Interesting problem. And a good chance to learn some new things about enhanced XLMV2 engine options that make it easier to deal with XML files that are inside of ZIP files (such as XLSX files).
So basically what I see is that the XLSX file has an XML file named xl/workbook.xml that contains a SHEETS tab with the worksheet names. And potentially it also has a RANGES tag that has the list of named ranges (if any exist). It might also have files named xl/worksheets/_rels/sheet<#>.xml.rels where the # is the suffix on the ID tag for the SHEET. In these xml.rels files are RELATIONSHIP tags which have a field named TARGET that might point to files with names like ../tables/table<#>.xml.
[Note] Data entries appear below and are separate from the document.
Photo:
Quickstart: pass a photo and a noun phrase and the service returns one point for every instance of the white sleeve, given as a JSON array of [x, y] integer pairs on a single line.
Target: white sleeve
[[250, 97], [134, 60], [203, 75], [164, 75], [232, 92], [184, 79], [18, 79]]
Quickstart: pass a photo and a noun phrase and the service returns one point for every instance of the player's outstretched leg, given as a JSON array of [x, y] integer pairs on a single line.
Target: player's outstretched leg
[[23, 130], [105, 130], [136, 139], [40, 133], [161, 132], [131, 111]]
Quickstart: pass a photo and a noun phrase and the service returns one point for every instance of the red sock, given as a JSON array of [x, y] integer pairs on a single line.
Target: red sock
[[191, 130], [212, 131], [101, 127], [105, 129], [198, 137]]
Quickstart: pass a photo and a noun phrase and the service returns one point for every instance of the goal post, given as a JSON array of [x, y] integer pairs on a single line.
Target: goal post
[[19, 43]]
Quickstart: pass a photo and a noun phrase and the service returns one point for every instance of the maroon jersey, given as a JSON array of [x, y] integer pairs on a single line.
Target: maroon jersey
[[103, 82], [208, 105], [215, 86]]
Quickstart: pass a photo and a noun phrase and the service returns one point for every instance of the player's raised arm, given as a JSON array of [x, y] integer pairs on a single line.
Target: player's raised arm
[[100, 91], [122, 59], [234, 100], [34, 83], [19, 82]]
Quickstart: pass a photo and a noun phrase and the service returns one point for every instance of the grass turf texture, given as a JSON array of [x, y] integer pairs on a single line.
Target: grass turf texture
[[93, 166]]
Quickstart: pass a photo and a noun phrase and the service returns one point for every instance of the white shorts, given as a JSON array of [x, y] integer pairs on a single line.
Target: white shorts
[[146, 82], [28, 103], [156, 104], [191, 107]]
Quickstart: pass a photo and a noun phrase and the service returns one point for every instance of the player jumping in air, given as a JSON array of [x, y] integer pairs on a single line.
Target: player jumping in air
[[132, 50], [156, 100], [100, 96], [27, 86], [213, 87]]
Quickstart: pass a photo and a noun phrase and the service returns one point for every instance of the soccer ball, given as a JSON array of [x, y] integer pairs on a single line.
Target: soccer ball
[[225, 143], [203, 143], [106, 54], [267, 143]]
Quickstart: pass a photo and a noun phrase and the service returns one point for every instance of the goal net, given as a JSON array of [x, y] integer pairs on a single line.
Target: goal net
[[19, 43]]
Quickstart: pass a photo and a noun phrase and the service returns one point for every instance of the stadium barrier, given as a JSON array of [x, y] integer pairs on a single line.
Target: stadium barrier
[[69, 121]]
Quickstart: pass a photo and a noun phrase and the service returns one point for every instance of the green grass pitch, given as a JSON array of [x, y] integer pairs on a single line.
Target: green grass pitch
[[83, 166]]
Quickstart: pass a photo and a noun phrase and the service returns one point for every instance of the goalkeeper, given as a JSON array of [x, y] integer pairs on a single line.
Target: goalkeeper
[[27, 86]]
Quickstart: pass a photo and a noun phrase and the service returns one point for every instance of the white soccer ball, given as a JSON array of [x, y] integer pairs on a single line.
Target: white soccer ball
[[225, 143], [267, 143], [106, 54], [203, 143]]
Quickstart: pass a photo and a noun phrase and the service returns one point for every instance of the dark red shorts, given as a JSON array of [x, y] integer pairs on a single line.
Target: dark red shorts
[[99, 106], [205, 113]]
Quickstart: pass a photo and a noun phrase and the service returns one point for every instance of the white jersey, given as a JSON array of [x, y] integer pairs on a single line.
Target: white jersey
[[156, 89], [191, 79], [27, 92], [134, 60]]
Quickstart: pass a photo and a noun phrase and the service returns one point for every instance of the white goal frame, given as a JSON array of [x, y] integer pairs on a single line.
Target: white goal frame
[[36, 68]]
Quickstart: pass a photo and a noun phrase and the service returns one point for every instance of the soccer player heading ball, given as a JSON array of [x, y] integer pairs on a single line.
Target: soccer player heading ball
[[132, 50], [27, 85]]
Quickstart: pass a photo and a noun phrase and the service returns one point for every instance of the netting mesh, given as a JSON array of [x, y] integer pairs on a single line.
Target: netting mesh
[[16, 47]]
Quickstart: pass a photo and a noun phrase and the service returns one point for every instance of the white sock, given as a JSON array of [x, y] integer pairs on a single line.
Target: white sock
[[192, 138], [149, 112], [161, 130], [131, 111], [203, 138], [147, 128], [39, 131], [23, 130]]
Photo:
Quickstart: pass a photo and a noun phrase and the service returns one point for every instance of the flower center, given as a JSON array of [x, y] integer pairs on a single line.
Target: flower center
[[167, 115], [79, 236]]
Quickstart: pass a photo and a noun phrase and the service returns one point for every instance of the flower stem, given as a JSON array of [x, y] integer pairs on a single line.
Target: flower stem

Those table#.xml files will have NAME and RANGE tags.
At least with SAS version 9.4 (TS1M7) you can use the XMLV2 libref engine to read a file that you pointed a fileref using the ZIP filename engine.
filename _wb zip "myfile.xlsx" member="xl/workbook.xml";
libname _wb xmlv2 xmlfileref=_wb xmlmap=_map ;
If you include tables in your XMLMAP definition that don't appear in the XML file you are reading there is no error generated. You just get an empty table. So no need for multiple MAP files, one file can cover all three XML file types.
If you use FILENAME() and LIBNAME() functions and HASH objects you can find all of the worksheets, named ranges and "ranges formats as tables" from and XLSX file in one data step.
/*
Get list of Sheets, Named Ranges, and Format as Table Ranges
from an XLSX file
Needs the XML MAP file to read the XML file.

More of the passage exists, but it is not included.